Wednesday, February 27, 2019

I don't understand.

About 39-million years ago, when I was a pup in the business, things seem to make a little more sense to me.

For instance, I worked for five years at a storied place called Ally & Gargano. When you went into production, every day you would get a blue piece of paper with type-writing on it.

It would tell you where you had to be, when you had to be there, and where you had to go next.

I know that sounds infantile, like a kid coming home from school with a note pinned to his parka, but it helped. Normal agency life sometimes feels like you're at the wrong end of a shooting gallery. Things come at you fast and furious. And if you're in production--you're thinking about what you're creating. It's hard to also worry about logistics while you're at it.
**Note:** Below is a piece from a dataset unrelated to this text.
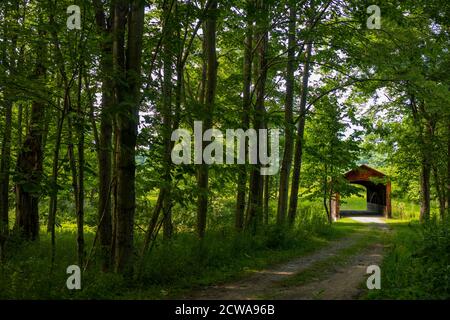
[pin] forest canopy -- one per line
(99, 98)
Today when you have something to do, something detailed and precise, nobody tells you anything.

So while you're trying to decipher your (lack-of) brief, you might be told to go to a website to find out the mandatories of what you're making. How long it needs to be, how much this, how much that. 

You might be told one thing in the morning, and something completely different in the afternoon. Then something different again the next morning.
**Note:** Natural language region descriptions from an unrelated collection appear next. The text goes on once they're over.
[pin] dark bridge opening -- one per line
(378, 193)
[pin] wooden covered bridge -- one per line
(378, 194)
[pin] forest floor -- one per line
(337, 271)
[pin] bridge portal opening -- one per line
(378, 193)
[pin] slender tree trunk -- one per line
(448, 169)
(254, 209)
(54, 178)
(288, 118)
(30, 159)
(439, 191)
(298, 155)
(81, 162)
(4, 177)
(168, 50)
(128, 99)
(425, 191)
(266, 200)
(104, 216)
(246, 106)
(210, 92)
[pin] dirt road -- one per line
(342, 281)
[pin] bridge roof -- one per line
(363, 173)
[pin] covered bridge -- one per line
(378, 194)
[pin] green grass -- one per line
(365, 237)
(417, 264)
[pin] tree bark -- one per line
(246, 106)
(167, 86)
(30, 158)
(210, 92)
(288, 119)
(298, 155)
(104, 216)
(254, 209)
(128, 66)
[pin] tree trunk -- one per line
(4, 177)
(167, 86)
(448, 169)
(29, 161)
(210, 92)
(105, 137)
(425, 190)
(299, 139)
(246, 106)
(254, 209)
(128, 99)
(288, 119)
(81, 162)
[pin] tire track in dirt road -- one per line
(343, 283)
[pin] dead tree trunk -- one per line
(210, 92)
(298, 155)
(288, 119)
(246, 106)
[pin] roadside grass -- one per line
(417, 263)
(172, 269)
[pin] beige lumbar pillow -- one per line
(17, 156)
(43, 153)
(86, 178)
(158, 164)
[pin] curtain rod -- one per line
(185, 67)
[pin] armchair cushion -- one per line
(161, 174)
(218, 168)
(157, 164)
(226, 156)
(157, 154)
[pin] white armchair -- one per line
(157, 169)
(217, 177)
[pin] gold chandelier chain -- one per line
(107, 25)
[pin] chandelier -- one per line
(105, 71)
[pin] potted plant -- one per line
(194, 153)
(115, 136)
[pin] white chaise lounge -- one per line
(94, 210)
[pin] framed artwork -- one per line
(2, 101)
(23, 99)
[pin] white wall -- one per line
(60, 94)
And each of those "tellings" is accompanied by a tone that seems to accuse, "you idiot. Why didn't you know that?"

Or an impromptu client meeting might show up highlighted in yellow at the end of a 1,200-word email.
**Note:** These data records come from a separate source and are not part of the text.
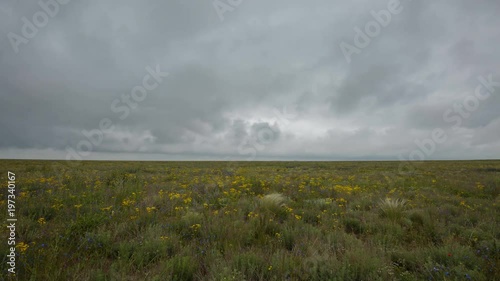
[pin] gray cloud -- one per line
(270, 81)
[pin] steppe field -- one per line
(252, 220)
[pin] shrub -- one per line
(392, 208)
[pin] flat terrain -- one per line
(254, 220)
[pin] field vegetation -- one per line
(254, 220)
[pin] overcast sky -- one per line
(251, 80)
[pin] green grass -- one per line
(254, 221)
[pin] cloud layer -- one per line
(249, 80)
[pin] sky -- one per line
(250, 80)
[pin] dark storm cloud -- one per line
(268, 81)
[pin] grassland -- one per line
(254, 221)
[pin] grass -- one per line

Has anyone in the history of the human race ever read a 1,200-word email to the end?  

What doesn't happen anymore, and what I do not understand, is that nothing is written down anymore in a simple way so that necessary information is telegraphically communicated.

So, to anyone who has to deal with me at work, here's a small suggestion that will fly out of your head the minute you read it.

Go to Amazon and order some 3x5" index cards. You can get 1,000 for $11.99. That's a little more than a penny a card.

Here's an example:
An example of how to give succinct instructions.

Then, on the card write:

George,

*The piece needs to be 4-minutes long. There can be a 10% (24-second variation.)
*It needs to contain two complete spots.
*Each spot needs to have a date preceding it.
*We need to ship on Tuesday.

Then, if you want to work with me in a comradely fashion, you can even write: "Thank you." 

I appreciate little courtesies like that. (Call me old school.)

The above should take about eleven minutes to write,

It would probably save about eleven hours of bullshit.